Re: [RFC PATCH v16 8/8] perf test: Add test for Intel TPEBS counting mode

From: Namhyung Kim
Date: Thu Jul 11 2024 - 17:45:39 EST


Hello,

On Tue, Jul 09, 2024 at 06:23:51AM +0000, Wang, Weilin wrote:
> > On Mon, Jul 8, 2024 at 9:58 PM Wang, Weilin <weilin.wang@xxxxxxxxx>
> > wrote:
> > >
> > >
> > >
> > > > -----Original Message-----
> > > > From: Namhyung Kim <namhyung@xxxxxxxxxx>
> > > > Sent: Monday, July 8, 2024 9:44 PM
> > > > To: Wang, Weilin <weilin.wang@xxxxxxxxx>
> > > > Cc: Ian Rogers <irogers@xxxxxxxxxx>; Arnaldo Carvalho de Melo
> > > > <acme@xxxxxxxxxx>; Peter Zijlstra <peterz@xxxxxxxxxxxxx>; Ingo Molnar
> > > > <mingo@xxxxxxxxxx>; Alexander Shishkin
> > > > <alexander.shishkin@xxxxxxxxxxxxxxx>; Jiri Olsa <jolsa@xxxxxxxxxx>; Hunter,
> > > > Adrian <adrian.hunter@xxxxxxxxx>; Kan Liang <kan.liang@xxxxxxxxxxxxxxx>;
> > > > linux-perf-users@xxxxxxxxxxxxxxx; linux-kernel@xxxxxxxxxxxxxxx; Taylor,
> > Perry
> > > > <perry.taylor@xxxxxxxxx>; Alt, Samantha <samantha.alt@xxxxxxxxx>;
> > Biggers,
> > > > Caleb <caleb.biggers@xxxxxxxxx>
> > > > Subject: Re: [RFC PATCH v16 8/8] perf test: Add test for Intel TPEBS
> > counting
> > > > mode
> > > >
> > > > Hello Weilin,
> > > >
> > > > On Sat, Jul 6, 2024 at 4:30 PM <weilin.wang@xxxxxxxxx> wrote:
> > > > >
> > > > > From: Weilin Wang <weilin.wang@xxxxxxxxx>
> > > > >
> > > > > Intel TPEBS sampling mode is supported through perf record.

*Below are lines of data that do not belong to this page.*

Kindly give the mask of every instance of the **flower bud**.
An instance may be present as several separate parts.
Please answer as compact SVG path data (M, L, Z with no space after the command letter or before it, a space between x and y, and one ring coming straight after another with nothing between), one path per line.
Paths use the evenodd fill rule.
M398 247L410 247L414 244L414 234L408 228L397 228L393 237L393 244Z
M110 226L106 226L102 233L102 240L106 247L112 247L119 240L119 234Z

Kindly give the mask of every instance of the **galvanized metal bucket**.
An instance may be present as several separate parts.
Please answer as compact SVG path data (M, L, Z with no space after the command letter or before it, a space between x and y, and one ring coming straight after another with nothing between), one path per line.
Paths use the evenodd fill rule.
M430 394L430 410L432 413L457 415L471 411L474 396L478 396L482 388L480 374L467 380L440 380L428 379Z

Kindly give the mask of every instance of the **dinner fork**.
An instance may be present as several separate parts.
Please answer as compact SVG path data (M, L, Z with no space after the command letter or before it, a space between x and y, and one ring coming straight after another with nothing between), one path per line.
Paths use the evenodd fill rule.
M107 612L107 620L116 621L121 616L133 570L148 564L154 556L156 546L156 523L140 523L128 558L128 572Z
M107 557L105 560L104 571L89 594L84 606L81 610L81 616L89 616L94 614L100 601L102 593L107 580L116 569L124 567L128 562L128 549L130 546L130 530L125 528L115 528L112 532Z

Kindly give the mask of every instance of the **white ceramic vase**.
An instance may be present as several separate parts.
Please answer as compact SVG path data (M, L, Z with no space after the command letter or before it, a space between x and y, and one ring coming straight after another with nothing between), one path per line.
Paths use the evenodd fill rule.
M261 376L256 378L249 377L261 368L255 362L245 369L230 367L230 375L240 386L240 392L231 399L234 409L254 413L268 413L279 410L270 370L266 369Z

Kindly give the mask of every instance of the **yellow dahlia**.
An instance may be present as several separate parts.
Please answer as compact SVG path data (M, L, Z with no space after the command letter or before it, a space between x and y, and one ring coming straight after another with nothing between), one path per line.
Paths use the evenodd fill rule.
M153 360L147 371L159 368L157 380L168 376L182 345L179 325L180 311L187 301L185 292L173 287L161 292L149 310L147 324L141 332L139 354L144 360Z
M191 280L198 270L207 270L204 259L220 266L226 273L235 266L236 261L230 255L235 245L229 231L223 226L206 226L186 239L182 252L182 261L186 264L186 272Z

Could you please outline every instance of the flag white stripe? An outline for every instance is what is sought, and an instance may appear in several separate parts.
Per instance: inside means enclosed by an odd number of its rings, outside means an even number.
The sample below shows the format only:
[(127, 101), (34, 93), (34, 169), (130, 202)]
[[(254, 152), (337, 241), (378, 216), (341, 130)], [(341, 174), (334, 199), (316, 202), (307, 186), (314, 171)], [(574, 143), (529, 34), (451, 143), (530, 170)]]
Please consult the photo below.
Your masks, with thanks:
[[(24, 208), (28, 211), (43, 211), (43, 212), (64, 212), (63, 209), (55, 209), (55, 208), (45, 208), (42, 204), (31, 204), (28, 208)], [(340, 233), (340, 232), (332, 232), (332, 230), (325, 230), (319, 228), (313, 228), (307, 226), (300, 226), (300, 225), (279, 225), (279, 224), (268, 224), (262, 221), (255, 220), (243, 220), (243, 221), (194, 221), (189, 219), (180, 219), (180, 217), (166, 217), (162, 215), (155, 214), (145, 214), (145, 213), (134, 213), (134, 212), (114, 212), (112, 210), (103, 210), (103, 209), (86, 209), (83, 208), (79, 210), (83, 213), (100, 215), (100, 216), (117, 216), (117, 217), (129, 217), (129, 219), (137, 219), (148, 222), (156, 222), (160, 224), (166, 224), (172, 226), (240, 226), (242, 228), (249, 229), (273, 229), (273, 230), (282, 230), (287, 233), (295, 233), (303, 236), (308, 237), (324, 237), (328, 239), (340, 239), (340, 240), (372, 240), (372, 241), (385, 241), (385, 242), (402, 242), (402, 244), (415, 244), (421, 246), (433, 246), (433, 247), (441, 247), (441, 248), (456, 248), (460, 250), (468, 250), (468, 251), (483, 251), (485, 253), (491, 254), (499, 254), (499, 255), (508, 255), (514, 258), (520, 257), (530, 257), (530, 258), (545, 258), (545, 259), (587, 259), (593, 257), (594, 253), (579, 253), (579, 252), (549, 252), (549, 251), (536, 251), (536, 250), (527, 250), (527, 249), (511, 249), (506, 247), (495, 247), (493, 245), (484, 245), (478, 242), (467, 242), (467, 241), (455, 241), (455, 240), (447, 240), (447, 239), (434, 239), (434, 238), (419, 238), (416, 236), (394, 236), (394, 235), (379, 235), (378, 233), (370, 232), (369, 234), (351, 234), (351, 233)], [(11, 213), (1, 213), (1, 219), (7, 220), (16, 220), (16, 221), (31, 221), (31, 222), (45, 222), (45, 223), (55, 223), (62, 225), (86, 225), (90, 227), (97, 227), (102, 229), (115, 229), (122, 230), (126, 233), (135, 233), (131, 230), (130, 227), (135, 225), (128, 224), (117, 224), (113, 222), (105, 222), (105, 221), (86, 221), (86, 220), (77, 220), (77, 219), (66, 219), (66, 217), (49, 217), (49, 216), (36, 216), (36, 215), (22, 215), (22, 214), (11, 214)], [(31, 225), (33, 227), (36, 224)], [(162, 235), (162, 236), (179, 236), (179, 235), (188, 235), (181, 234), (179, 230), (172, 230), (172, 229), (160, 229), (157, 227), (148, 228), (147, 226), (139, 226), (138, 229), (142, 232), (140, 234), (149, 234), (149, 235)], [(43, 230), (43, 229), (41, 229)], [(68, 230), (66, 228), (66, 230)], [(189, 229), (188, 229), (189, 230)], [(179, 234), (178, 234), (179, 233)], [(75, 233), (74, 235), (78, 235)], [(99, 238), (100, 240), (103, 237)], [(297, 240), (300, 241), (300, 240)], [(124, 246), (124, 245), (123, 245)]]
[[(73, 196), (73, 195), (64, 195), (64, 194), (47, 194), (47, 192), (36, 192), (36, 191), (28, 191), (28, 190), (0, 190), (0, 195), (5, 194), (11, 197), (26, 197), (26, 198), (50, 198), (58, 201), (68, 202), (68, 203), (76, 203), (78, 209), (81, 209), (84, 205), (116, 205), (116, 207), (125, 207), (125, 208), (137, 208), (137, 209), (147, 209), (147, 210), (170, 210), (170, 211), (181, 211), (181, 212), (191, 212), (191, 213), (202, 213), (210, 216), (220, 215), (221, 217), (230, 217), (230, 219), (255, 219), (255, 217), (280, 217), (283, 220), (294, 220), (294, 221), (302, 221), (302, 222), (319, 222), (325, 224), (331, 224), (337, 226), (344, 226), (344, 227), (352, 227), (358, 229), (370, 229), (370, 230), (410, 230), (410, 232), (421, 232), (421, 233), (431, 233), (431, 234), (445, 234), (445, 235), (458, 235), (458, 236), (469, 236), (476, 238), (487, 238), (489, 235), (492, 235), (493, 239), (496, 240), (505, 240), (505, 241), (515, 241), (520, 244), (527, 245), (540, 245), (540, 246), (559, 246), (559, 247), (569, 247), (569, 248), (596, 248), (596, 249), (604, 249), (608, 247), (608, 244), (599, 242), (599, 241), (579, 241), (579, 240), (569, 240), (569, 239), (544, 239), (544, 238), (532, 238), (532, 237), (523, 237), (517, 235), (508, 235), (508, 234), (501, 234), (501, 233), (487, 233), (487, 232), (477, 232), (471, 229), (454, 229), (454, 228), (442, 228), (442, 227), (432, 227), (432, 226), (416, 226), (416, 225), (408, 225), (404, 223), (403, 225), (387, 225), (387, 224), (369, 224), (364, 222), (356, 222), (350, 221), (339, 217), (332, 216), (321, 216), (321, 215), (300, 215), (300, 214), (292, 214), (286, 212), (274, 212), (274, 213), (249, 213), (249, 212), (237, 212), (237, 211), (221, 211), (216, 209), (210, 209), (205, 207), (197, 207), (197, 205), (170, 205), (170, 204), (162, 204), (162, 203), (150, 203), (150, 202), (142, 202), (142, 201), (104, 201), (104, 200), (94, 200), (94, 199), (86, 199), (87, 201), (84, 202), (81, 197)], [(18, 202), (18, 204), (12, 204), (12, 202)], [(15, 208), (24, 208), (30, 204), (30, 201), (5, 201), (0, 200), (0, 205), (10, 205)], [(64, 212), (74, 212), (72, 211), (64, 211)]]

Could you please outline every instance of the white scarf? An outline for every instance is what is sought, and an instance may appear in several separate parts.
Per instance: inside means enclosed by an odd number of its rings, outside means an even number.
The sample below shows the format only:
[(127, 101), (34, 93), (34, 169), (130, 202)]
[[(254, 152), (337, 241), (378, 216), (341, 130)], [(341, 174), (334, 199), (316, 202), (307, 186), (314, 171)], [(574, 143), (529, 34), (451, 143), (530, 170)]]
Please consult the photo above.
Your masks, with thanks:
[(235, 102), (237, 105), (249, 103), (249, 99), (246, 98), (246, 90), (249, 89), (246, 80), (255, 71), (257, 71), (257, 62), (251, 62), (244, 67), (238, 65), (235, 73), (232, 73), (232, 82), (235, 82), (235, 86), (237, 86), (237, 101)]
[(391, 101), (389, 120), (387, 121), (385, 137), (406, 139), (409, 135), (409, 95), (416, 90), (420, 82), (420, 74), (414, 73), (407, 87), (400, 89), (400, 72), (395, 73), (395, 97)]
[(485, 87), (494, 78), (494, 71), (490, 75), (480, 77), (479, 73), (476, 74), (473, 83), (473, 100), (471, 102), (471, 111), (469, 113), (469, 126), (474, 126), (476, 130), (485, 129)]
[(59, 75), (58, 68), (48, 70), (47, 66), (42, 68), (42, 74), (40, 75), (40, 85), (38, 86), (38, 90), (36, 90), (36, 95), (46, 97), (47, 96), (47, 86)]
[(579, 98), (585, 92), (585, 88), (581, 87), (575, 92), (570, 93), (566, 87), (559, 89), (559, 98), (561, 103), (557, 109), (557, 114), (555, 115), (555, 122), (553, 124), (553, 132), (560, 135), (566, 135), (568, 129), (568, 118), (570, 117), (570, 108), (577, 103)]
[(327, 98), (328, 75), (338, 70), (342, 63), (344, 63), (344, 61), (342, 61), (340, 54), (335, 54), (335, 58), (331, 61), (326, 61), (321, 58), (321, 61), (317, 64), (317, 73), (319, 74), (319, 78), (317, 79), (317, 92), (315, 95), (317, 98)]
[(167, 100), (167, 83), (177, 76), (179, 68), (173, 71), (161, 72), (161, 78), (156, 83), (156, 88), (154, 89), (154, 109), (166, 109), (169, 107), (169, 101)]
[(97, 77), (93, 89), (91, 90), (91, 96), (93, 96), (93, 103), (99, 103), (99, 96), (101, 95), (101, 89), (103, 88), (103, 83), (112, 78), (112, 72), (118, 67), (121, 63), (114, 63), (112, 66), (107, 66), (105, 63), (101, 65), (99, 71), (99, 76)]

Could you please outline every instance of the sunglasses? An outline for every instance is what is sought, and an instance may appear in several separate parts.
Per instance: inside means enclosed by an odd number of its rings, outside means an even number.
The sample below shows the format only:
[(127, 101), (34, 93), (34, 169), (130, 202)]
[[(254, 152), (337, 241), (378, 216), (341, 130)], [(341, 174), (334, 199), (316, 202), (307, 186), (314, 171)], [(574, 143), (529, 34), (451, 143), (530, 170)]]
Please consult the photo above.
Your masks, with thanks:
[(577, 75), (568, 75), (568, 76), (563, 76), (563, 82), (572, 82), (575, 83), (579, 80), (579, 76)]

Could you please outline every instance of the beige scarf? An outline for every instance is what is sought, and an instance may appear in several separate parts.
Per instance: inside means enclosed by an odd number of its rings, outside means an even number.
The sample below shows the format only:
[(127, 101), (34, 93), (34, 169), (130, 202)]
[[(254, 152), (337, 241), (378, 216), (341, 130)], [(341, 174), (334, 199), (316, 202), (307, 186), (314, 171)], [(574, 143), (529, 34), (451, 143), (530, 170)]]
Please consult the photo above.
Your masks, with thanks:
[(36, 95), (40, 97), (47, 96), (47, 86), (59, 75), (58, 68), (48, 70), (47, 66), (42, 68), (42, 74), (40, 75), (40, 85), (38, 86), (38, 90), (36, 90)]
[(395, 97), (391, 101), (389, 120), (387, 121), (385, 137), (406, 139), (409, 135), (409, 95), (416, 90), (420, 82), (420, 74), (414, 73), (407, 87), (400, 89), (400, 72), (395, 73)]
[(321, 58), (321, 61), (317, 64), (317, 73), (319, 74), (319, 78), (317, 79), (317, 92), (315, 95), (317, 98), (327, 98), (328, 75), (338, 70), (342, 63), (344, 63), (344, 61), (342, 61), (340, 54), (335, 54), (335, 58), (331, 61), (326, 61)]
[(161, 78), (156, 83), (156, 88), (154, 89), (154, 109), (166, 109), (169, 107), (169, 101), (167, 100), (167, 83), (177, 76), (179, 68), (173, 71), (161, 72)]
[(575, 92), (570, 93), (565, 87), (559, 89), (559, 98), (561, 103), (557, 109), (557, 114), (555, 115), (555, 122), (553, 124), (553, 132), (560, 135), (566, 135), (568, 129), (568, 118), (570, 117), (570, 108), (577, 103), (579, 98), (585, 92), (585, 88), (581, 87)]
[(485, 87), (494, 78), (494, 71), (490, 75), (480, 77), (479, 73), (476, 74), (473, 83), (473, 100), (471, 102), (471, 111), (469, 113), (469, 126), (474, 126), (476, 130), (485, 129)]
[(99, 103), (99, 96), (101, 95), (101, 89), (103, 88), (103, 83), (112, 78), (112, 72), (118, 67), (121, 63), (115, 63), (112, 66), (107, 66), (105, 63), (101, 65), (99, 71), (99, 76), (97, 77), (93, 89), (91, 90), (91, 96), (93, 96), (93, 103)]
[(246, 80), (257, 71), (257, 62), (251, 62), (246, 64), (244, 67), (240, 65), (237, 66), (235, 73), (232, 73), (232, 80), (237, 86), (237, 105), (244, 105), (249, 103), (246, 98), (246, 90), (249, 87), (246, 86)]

The
> > counting
> > > > mode
> > > > > code uses perf record to capture retire_latency value and use it in metric
> > > > > calculation. This test checks the counting mode code.
> > > > >
> > > > > Signed-off-by: Weilin Wang <weilin.wang@xxxxxxxxx>
> > > > > ---
> > > > > .../perf/tests/shell/test_stat_intel_tpebs.sh | 18
> > ++++++++++++++++++
> > > > > 1 file changed, 18 insertions(+)
> > > > > create mode 100755 tools/perf/tests/shell/test_stat_intel_tpebs.sh
> > > > >
> > > > > diff --git a/tools/perf/tests/shell/test_stat_intel_tpebs.sh
> > > > b/tools/perf/tests/shell/test_stat_intel_tpebs.sh
> > > > > new file mode 100755
> > > > > index 000000000000..fea8cb1b8367
> > > > > --- /dev/null
> > > > > +++ b/tools/perf/tests/shell/test_stat_intel_tpebs.sh
> > > > > @@ -0,0 +1,18 @@
> > > > > +#!/bin/bash
> > > > > +# test Intel TPEBS counting mode
> > > > > +# SPDX-License-Identifier: GPL-2.0
> > > > > +
> > > > > +set -e
> > > > > +
> > > > > +# Use this event for testing because it should exist in all platforms
> > > > > +event=cache-misses:R
> > > > > +
> > > > > +# Without this cmd option, default value or zero is returned
> > > > > +echo "Testing without --record-tpebs"
> > > > > +result=$(perf stat -e "$event" true 2>&1)
> > > > > +[[ "$result" =~ $event ]] || exit 1
> > > > > +
> > > > > +# In platforms that do not support TPEBS, it should execute without
> > error.
> > > > > +echo "Testing with --record-tpebs"
> > > > > +result=$(perf stat -e "$event" --record-tpebs -a sleep 0.01 2>&1)
> > > >
> > > > It never finishes on my AMD machine.
> > > >
> > > Hi Namhyung,
> > >
> > > Do you see any message while it executes? Is the perf record forked
> > successfully
> > > but failed to return?
> >
> > I don't know.. all I can get is like below:
> >
> > $ sudo ./perf test tpebs -vv
> > 121: test Intel TPEBS counting mode:
> > --- start ---
> > test child forked, pid 583475
> > Testing without --record-tpebs
> > Testing with --record-tpebs
> > ^C
>
> I think the problem is that the forked "perf record" encountered error, which
> caused the control fifo failed to send a "ACK" back and the PIPE hanged.
>
> Could you please try out the diff below and see if the test would finish?
>
> As for the "perf record" error, I think it might because of the fake
> event(cache-misses:R) cannot be supported in AMD. Could you please test run
> a "perf stat -e cache-misses:R --record-tpebs true" and see if it complains about
> the event?

So I tried the below patch and it worked.

$ ./perf test -v tpebs
121: test Intel TPEBS counting mode:
--- start ---
test child forked, pid 2190174
Testing without --record-tpebs
Testing with --record-tpebs
---- end(-1) ----
121: test Intel TPEBS counting mode : FAILED!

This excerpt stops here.